Friday, December 04, 2015

Middle Eastern men sneaking across our porous southern border

Judicial Watch reports,
Five young Middle Eastern men were apprehended by the U.S. Border Patrol this week in an Arizona town situated about 30 miles from the Mexican border, law enforcement and other sources told Judicial Watch.

Border Patrol agents spotted the men crossing a ranch property in the vicinity of Amado, which is located about 35 miles south of Tucson and has a population of 275. Two of the Middle Eastern men were carrying stainless steel cylinders in backpacks, JW’s sources say, alarming Border Patrol officials enough to call the Department of Homeland Security (DHS) for backup. A multitude of federal agents descended on the property and the two men carrying the cylinders were believed to be taken into custody by the FBI.

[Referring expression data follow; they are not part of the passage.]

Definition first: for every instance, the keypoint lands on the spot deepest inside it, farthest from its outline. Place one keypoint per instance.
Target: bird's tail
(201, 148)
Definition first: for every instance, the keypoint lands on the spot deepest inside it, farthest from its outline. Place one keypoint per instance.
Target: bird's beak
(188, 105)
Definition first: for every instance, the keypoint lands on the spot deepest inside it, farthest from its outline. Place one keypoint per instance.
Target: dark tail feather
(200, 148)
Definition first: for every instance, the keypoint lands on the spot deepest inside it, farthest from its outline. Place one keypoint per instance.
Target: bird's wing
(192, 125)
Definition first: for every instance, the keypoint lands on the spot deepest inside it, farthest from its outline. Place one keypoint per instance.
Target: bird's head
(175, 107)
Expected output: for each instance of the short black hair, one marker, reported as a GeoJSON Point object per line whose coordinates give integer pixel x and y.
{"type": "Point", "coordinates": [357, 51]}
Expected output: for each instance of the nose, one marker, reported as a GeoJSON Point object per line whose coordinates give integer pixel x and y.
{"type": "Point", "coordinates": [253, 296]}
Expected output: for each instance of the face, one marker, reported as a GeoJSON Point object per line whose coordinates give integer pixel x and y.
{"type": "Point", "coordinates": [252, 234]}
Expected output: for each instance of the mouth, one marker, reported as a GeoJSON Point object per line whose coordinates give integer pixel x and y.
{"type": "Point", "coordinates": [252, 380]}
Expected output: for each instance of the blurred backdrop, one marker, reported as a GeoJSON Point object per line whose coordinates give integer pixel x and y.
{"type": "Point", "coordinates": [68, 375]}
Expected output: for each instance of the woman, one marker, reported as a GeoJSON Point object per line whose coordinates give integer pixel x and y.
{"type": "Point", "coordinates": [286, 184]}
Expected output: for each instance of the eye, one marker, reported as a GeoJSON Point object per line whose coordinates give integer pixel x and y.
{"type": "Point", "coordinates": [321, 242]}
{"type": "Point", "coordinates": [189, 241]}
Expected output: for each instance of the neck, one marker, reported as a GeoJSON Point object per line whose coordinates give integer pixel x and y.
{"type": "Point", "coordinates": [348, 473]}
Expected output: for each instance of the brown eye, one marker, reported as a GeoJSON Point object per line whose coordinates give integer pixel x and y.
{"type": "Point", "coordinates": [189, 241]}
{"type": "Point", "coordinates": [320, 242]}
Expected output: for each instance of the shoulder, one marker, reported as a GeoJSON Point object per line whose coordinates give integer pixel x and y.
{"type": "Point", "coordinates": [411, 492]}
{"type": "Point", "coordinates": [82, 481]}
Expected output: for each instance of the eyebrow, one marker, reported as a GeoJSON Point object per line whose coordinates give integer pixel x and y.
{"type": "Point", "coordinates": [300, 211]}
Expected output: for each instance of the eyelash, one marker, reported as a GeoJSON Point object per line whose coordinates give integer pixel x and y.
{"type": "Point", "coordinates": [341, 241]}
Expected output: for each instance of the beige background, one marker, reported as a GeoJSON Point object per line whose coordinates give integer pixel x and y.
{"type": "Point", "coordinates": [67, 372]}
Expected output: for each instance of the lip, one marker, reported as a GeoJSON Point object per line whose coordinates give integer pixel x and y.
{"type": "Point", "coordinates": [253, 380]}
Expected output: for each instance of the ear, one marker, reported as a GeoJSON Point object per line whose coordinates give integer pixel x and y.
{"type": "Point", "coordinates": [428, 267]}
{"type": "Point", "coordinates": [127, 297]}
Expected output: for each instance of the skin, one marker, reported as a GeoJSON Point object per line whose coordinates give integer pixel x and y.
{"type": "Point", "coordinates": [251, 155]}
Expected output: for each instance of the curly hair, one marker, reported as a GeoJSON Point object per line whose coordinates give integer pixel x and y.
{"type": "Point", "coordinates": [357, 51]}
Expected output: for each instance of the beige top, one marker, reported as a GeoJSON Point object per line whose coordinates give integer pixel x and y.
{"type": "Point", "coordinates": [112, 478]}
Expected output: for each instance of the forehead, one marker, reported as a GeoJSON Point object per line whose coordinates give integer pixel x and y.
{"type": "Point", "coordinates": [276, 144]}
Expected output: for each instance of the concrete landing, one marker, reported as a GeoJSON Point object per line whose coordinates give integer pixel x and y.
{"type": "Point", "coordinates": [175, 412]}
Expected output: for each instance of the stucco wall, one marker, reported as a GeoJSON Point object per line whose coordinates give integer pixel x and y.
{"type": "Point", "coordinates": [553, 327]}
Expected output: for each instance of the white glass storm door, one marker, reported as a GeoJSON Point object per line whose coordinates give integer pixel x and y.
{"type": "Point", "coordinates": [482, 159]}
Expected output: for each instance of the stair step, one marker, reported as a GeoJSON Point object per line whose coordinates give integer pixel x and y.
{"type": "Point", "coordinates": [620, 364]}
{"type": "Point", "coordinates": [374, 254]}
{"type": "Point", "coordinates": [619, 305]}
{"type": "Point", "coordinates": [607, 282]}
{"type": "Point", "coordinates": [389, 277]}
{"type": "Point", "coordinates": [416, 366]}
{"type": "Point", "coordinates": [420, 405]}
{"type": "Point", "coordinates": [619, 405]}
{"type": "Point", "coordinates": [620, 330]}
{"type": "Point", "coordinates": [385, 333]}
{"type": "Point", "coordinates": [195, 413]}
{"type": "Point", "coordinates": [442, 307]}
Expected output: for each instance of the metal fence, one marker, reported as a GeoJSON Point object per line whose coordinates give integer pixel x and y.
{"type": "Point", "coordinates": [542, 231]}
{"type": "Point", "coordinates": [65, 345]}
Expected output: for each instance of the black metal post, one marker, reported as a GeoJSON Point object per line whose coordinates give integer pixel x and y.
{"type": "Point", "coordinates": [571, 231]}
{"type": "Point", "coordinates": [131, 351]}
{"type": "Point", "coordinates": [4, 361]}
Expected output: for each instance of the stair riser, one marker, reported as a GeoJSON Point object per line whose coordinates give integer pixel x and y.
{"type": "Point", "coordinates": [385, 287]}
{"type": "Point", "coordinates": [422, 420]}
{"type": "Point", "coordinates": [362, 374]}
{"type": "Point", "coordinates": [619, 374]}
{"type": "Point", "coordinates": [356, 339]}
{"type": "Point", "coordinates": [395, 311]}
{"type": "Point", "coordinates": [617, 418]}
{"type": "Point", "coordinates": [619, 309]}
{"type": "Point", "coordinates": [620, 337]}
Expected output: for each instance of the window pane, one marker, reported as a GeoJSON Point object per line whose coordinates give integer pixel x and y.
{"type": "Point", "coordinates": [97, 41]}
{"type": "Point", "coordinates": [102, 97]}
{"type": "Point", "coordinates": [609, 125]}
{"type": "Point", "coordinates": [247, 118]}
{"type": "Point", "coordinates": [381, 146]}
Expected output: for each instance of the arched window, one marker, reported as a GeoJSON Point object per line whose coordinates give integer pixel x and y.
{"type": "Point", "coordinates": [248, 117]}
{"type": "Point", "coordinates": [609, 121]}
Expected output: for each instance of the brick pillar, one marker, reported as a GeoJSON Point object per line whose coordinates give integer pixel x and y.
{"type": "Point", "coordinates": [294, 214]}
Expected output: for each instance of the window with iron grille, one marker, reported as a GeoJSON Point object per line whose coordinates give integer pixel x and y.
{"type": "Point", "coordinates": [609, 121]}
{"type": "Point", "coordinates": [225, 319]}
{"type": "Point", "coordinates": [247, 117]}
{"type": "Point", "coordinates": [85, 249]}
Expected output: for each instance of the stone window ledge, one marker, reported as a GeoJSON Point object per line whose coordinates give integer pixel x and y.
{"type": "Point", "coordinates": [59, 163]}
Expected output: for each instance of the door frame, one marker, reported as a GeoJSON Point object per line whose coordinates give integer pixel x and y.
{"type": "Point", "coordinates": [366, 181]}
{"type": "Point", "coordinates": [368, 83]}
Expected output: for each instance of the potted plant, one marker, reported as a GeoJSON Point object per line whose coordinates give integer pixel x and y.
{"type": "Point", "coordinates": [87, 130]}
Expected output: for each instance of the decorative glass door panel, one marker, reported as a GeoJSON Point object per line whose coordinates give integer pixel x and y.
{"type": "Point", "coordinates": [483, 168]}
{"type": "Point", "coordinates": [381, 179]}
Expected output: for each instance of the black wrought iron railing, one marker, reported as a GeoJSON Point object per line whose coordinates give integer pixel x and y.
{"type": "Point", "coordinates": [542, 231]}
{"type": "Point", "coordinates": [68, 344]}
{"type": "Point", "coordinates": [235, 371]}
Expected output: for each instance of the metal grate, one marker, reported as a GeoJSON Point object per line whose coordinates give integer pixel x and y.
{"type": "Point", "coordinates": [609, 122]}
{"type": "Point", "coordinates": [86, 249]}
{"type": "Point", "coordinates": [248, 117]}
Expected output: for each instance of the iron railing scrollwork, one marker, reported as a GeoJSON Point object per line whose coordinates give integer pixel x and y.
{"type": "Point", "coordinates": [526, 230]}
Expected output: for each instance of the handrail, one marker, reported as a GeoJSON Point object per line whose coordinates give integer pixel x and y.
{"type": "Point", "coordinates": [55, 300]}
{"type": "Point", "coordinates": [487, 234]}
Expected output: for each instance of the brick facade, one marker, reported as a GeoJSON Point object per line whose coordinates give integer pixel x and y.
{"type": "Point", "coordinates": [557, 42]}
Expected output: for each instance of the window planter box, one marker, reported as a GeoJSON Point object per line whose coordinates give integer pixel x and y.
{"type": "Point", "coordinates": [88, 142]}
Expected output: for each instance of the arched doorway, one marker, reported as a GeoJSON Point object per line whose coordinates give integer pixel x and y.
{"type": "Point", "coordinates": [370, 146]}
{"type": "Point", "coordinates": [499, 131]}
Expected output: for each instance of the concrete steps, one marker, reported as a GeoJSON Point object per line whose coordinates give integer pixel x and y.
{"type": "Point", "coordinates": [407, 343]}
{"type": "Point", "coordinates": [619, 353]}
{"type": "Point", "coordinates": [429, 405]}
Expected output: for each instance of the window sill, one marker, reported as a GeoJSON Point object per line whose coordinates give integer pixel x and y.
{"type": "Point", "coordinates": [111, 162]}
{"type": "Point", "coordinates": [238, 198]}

The disturbing incident comes just days after six men—one from Afghanistan, five from Pakistan—were arrested in nearby Patagonia, a quaint ranch town that sits 20 miles north of the Mexican border city of Nogales.

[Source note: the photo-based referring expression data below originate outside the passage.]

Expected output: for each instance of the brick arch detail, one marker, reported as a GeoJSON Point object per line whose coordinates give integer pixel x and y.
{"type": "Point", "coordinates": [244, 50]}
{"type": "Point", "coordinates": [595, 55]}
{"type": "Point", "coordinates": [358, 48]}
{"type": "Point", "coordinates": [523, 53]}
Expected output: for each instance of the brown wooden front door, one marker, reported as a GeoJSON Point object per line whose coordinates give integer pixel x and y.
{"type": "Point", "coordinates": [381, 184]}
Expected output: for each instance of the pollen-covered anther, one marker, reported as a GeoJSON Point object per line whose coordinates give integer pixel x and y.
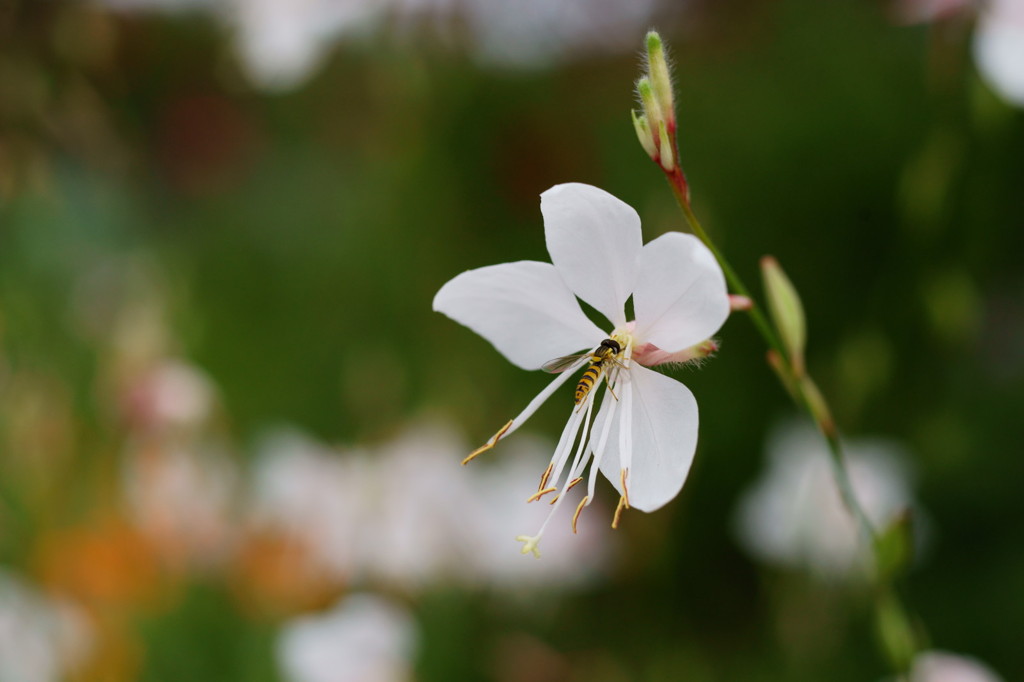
{"type": "Point", "coordinates": [619, 511]}
{"type": "Point", "coordinates": [567, 488]}
{"type": "Point", "coordinates": [487, 445]}
{"type": "Point", "coordinates": [545, 476]}
{"type": "Point", "coordinates": [540, 494]}
{"type": "Point", "coordinates": [576, 516]}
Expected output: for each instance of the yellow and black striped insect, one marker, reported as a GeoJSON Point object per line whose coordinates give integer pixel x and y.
{"type": "Point", "coordinates": [602, 356]}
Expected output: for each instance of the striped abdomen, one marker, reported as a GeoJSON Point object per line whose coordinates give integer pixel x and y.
{"type": "Point", "coordinates": [588, 379]}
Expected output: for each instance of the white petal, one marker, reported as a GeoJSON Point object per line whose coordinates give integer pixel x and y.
{"type": "Point", "coordinates": [665, 437]}
{"type": "Point", "coordinates": [680, 298]}
{"type": "Point", "coordinates": [523, 308]}
{"type": "Point", "coordinates": [594, 241]}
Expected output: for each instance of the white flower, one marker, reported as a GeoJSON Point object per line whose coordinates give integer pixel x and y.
{"type": "Point", "coordinates": [41, 639]}
{"type": "Point", "coordinates": [403, 515]}
{"type": "Point", "coordinates": [363, 639]}
{"type": "Point", "coordinates": [944, 667]}
{"type": "Point", "coordinates": [794, 516]}
{"type": "Point", "coordinates": [998, 48]}
{"type": "Point", "coordinates": [644, 434]}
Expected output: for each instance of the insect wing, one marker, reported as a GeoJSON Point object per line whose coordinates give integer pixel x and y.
{"type": "Point", "coordinates": [563, 363]}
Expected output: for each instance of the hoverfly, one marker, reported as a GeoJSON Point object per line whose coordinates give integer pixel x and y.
{"type": "Point", "coordinates": [604, 354]}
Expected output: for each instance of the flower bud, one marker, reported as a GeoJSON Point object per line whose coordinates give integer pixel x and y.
{"type": "Point", "coordinates": [644, 135]}
{"type": "Point", "coordinates": [659, 79]}
{"type": "Point", "coordinates": [651, 108]}
{"type": "Point", "coordinates": [786, 311]}
{"type": "Point", "coordinates": [667, 158]}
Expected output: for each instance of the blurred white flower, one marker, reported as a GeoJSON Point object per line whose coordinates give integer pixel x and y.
{"type": "Point", "coordinates": [945, 667]}
{"type": "Point", "coordinates": [998, 48]}
{"type": "Point", "coordinates": [283, 42]}
{"type": "Point", "coordinates": [311, 495]}
{"type": "Point", "coordinates": [644, 434]}
{"type": "Point", "coordinates": [183, 501]}
{"type": "Point", "coordinates": [363, 639]}
{"type": "Point", "coordinates": [408, 515]}
{"type": "Point", "coordinates": [536, 33]}
{"type": "Point", "coordinates": [41, 640]}
{"type": "Point", "coordinates": [997, 43]}
{"type": "Point", "coordinates": [794, 515]}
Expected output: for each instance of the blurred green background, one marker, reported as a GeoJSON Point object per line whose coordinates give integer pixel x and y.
{"type": "Point", "coordinates": [287, 240]}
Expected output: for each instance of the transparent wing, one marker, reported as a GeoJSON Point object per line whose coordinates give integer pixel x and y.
{"type": "Point", "coordinates": [563, 363]}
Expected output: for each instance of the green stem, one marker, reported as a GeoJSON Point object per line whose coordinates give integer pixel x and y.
{"type": "Point", "coordinates": [893, 623]}
{"type": "Point", "coordinates": [737, 286]}
{"type": "Point", "coordinates": [678, 184]}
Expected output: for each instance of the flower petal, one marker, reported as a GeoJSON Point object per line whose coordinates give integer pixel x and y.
{"type": "Point", "coordinates": [665, 437]}
{"type": "Point", "coordinates": [594, 241]}
{"type": "Point", "coordinates": [680, 298]}
{"type": "Point", "coordinates": [523, 308]}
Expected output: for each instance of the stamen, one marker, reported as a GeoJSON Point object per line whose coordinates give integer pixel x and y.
{"type": "Point", "coordinates": [567, 488]}
{"type": "Point", "coordinates": [544, 478]}
{"type": "Point", "coordinates": [626, 491]}
{"type": "Point", "coordinates": [487, 445]}
{"type": "Point", "coordinates": [601, 441]}
{"type": "Point", "coordinates": [619, 511]}
{"type": "Point", "coordinates": [576, 516]}
{"type": "Point", "coordinates": [608, 384]}
{"type": "Point", "coordinates": [540, 494]}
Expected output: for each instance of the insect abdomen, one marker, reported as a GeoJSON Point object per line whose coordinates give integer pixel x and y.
{"type": "Point", "coordinates": [587, 381]}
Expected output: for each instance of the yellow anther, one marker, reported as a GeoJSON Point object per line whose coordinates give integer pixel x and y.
{"type": "Point", "coordinates": [567, 488]}
{"type": "Point", "coordinates": [576, 516]}
{"type": "Point", "coordinates": [540, 494]}
{"type": "Point", "coordinates": [544, 478]}
{"type": "Point", "coordinates": [487, 445]}
{"type": "Point", "coordinates": [619, 511]}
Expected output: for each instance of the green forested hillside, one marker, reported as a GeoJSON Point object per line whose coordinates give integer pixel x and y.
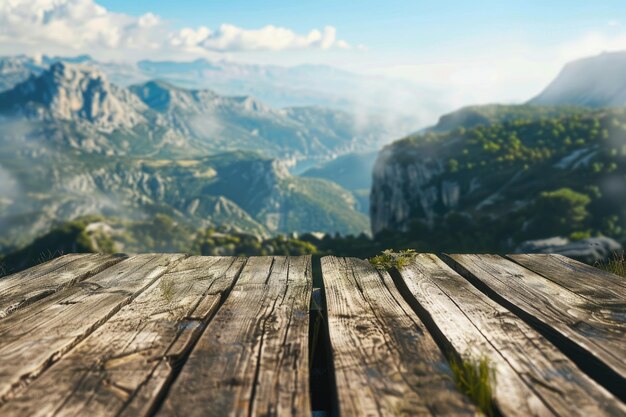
{"type": "Point", "coordinates": [495, 186]}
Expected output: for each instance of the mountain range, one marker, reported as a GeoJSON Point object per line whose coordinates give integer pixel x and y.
{"type": "Point", "coordinates": [73, 144]}
{"type": "Point", "coordinates": [490, 177]}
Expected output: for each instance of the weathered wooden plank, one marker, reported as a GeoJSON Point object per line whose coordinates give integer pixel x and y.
{"type": "Point", "coordinates": [37, 335]}
{"type": "Point", "coordinates": [578, 323]}
{"type": "Point", "coordinates": [596, 285]}
{"type": "Point", "coordinates": [23, 288]}
{"type": "Point", "coordinates": [533, 378]}
{"type": "Point", "coordinates": [386, 362]}
{"type": "Point", "coordinates": [252, 360]}
{"type": "Point", "coordinates": [115, 368]}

...In the last year JW has broken a number of stories involving serious terrorist threats on the southern border that were disputed on the record by various Obama administration officials. Among these is an April report—confirmed by high-level Mexican authorities—about ISIS operating camps near the U.S. border in areas known as Anapra and Puerto Palomas west of Ciudad Juárez in the Mexican state of Chihuahua.

...Last fall JW was the first to report on an Islamic State of Iraq and Greater Syria (ISIS) plot orchestrated from Ciudad Juárez to attack the U.S. with car bombs or other vehicle borne improvised explosive devices (VBIED). As a result of JW’s reporting Ft. Bliss, the U.S. Army base in El Paso, increased security. The threat was imminent enough to place agents across a number of Homeland Security, Justice and Defense agencies on alert. A few weeks later JW reported that four ISIS terrorists were arrested by federal authorities and the Texas Department of Public Safety in McAllen and Pharr.